According to the Centers of Disease Control and Prevention, Office on Smoking and Health, Secondhand smoke—also known as environmental tobacco smoke—is a mixture of gases and fine particles that includes—
- Smoke from a burning cigarette, cigar, or pipe tip
- Smoke that has been exhaled or breathed out by the person or people smoking
- At least 250 toxic chemicals, including more than 50 that can cause cancer.
Most exposure to secondhand smoke occurs in homes and workplaces. Secondhand smoke exposure also continues to occur in public places such as restaurants and bars and in private vehicles.

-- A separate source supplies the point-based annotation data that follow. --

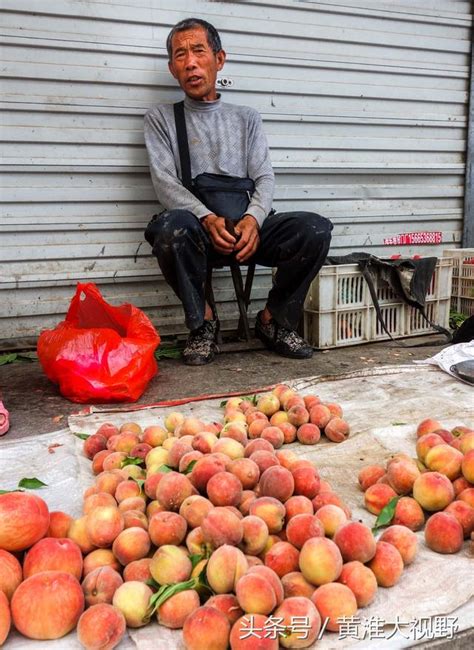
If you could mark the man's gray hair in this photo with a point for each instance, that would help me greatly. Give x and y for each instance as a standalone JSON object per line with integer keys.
{"x": 213, "y": 37}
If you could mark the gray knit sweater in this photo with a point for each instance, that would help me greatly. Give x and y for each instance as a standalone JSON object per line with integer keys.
{"x": 223, "y": 139}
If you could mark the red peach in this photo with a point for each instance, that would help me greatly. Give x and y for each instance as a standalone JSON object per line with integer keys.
{"x": 11, "y": 573}
{"x": 227, "y": 604}
{"x": 221, "y": 526}
{"x": 101, "y": 627}
{"x": 300, "y": 528}
{"x": 47, "y": 605}
{"x": 132, "y": 599}
{"x": 5, "y": 618}
{"x": 177, "y": 608}
{"x": 138, "y": 570}
{"x": 331, "y": 517}
{"x": 247, "y": 472}
{"x": 298, "y": 505}
{"x": 334, "y": 602}
{"x": 308, "y": 434}
{"x": 409, "y": 513}
{"x": 404, "y": 540}
{"x": 387, "y": 564}
{"x": 257, "y": 445}
{"x": 24, "y": 519}
{"x": 274, "y": 435}
{"x": 320, "y": 560}
{"x": 99, "y": 558}
{"x": 100, "y": 585}
{"x": 264, "y": 459}
{"x": 433, "y": 491}
{"x": 224, "y": 489}
{"x": 377, "y": 496}
{"x": 53, "y": 554}
{"x": 295, "y": 584}
{"x": 360, "y": 580}
{"x": 278, "y": 482}
{"x": 443, "y": 533}
{"x": 355, "y": 542}
{"x": 464, "y": 513}
{"x": 206, "y": 627}
{"x": 320, "y": 415}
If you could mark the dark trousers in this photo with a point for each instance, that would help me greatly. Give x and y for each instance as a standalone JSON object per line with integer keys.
{"x": 296, "y": 243}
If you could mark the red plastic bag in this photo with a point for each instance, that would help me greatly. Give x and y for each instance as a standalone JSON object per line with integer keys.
{"x": 100, "y": 353}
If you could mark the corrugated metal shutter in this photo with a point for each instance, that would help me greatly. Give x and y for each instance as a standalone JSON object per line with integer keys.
{"x": 364, "y": 103}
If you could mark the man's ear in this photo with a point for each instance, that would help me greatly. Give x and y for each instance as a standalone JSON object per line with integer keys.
{"x": 171, "y": 69}
{"x": 220, "y": 58}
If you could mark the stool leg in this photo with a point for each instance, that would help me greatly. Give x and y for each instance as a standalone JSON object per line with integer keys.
{"x": 241, "y": 300}
{"x": 209, "y": 294}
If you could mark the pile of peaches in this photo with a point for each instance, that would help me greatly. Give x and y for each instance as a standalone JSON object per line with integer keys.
{"x": 206, "y": 527}
{"x": 436, "y": 488}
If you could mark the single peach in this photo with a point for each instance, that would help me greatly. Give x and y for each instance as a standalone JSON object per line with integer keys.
{"x": 221, "y": 526}
{"x": 174, "y": 611}
{"x": 24, "y": 520}
{"x": 320, "y": 560}
{"x": 100, "y": 585}
{"x": 138, "y": 570}
{"x": 331, "y": 517}
{"x": 53, "y": 554}
{"x": 300, "y": 528}
{"x": 193, "y": 510}
{"x": 334, "y": 602}
{"x": 206, "y": 627}
{"x": 11, "y": 573}
{"x": 464, "y": 513}
{"x": 295, "y": 584}
{"x": 224, "y": 569}
{"x": 282, "y": 558}
{"x": 132, "y": 599}
{"x": 404, "y": 540}
{"x": 224, "y": 489}
{"x": 433, "y": 491}
{"x": 101, "y": 627}
{"x": 387, "y": 564}
{"x": 360, "y": 580}
{"x": 444, "y": 533}
{"x": 355, "y": 542}
{"x": 227, "y": 604}
{"x": 377, "y": 496}
{"x": 47, "y": 605}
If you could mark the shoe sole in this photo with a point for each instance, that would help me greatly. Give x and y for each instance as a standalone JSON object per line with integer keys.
{"x": 272, "y": 347}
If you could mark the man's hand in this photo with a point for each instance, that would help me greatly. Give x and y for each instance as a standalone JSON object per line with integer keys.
{"x": 249, "y": 238}
{"x": 221, "y": 238}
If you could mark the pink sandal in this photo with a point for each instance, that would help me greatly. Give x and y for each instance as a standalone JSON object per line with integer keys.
{"x": 4, "y": 419}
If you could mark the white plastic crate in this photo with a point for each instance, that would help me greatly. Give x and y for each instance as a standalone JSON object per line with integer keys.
{"x": 462, "y": 290}
{"x": 339, "y": 310}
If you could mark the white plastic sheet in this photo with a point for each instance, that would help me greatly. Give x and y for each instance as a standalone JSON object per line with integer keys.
{"x": 383, "y": 406}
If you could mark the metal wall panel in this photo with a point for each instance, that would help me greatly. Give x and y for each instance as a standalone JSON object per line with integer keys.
{"x": 364, "y": 103}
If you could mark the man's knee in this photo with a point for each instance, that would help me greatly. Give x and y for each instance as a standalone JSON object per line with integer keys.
{"x": 171, "y": 226}
{"x": 314, "y": 226}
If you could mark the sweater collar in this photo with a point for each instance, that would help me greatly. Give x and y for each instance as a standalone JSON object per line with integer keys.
{"x": 194, "y": 105}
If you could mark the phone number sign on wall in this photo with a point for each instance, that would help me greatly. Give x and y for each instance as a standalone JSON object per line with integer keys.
{"x": 407, "y": 238}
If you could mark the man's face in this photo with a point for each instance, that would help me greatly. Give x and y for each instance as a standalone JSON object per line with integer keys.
{"x": 195, "y": 65}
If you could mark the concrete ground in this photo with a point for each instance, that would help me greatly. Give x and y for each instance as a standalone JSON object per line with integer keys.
{"x": 36, "y": 406}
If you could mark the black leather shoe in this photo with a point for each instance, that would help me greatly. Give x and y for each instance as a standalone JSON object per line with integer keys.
{"x": 281, "y": 340}
{"x": 201, "y": 346}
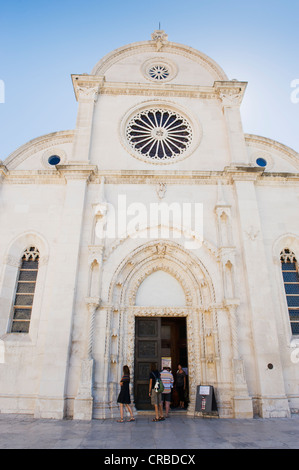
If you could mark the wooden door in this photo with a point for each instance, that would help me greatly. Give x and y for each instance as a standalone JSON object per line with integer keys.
{"x": 147, "y": 351}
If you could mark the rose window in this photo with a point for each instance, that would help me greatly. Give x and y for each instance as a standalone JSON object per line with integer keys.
{"x": 158, "y": 72}
{"x": 159, "y": 134}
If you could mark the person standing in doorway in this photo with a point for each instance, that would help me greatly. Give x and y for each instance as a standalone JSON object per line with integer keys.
{"x": 167, "y": 379}
{"x": 181, "y": 385}
{"x": 156, "y": 399}
{"x": 124, "y": 395}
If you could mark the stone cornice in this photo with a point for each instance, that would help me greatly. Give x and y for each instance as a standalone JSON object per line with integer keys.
{"x": 166, "y": 46}
{"x": 87, "y": 87}
{"x": 91, "y": 173}
{"x": 230, "y": 93}
{"x": 77, "y": 171}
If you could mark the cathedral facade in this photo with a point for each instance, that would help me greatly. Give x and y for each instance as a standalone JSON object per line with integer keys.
{"x": 156, "y": 231}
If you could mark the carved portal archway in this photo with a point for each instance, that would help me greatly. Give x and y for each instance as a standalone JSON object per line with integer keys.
{"x": 201, "y": 317}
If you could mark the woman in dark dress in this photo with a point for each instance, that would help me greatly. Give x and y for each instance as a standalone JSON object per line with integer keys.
{"x": 124, "y": 395}
{"x": 181, "y": 385}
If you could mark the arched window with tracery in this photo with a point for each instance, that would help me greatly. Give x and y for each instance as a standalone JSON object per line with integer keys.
{"x": 290, "y": 275}
{"x": 23, "y": 301}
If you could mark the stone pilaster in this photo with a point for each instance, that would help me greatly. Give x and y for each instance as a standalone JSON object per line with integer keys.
{"x": 271, "y": 396}
{"x": 51, "y": 400}
{"x": 231, "y": 95}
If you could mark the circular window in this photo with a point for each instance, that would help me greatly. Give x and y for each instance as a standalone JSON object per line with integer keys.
{"x": 159, "y": 69}
{"x": 54, "y": 160}
{"x": 159, "y": 72}
{"x": 159, "y": 134}
{"x": 261, "y": 162}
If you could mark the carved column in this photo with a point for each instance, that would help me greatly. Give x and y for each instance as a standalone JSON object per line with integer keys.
{"x": 83, "y": 405}
{"x": 51, "y": 400}
{"x": 86, "y": 90}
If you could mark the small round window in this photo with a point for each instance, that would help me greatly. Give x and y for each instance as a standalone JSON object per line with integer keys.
{"x": 54, "y": 160}
{"x": 159, "y": 72}
{"x": 159, "y": 134}
{"x": 261, "y": 162}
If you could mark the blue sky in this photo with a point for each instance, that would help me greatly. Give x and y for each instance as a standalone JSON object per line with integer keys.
{"x": 43, "y": 42}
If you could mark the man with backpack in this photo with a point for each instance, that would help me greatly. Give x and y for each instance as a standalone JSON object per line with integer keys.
{"x": 155, "y": 392}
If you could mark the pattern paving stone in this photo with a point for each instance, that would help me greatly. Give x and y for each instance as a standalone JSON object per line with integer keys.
{"x": 178, "y": 432}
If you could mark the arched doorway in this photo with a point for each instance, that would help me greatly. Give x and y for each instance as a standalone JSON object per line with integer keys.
{"x": 149, "y": 265}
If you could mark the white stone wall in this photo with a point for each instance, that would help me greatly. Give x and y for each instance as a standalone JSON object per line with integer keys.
{"x": 87, "y": 294}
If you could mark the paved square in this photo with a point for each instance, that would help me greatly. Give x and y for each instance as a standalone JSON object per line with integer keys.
{"x": 177, "y": 432}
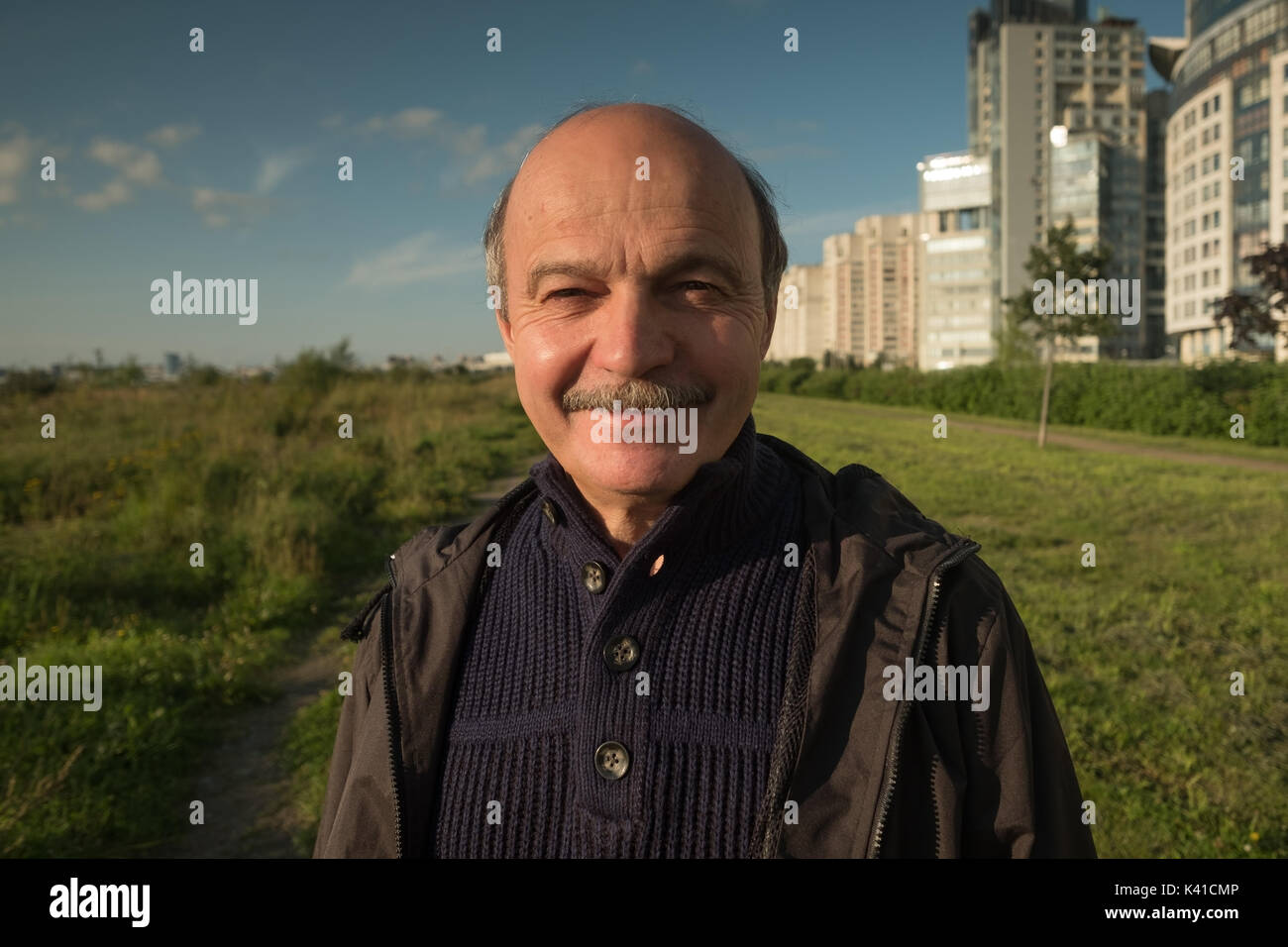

Secondhand smoke has been classified as a known human carcinogen (cancer-causing agent) by The U.S. Environmental Protection Agency (EPA), the U.S. National Toxicology Program (NTP), the U.S. Surgeon General, and the International Agency for Research on Cancer (IARC). Inhaling secondhand smoke causes lung cancer in nonsmoking adults and approximately 3,000 lung cancer deaths occur each year among adult nonsmokers in the United States as a result of exposure to secondhand smoke according to the National Cancer Institute.
Secondhand smoke causes disease and premature death in nonsmoking adults and children and exposure to secondhand smoke has immediate harmful effects on a person’s heart and blood vessels. Children are also vulnerable and are at an increased risk of sudden infant death syndrome (SIDS), ear infections, colds, lung diseases, and asthma.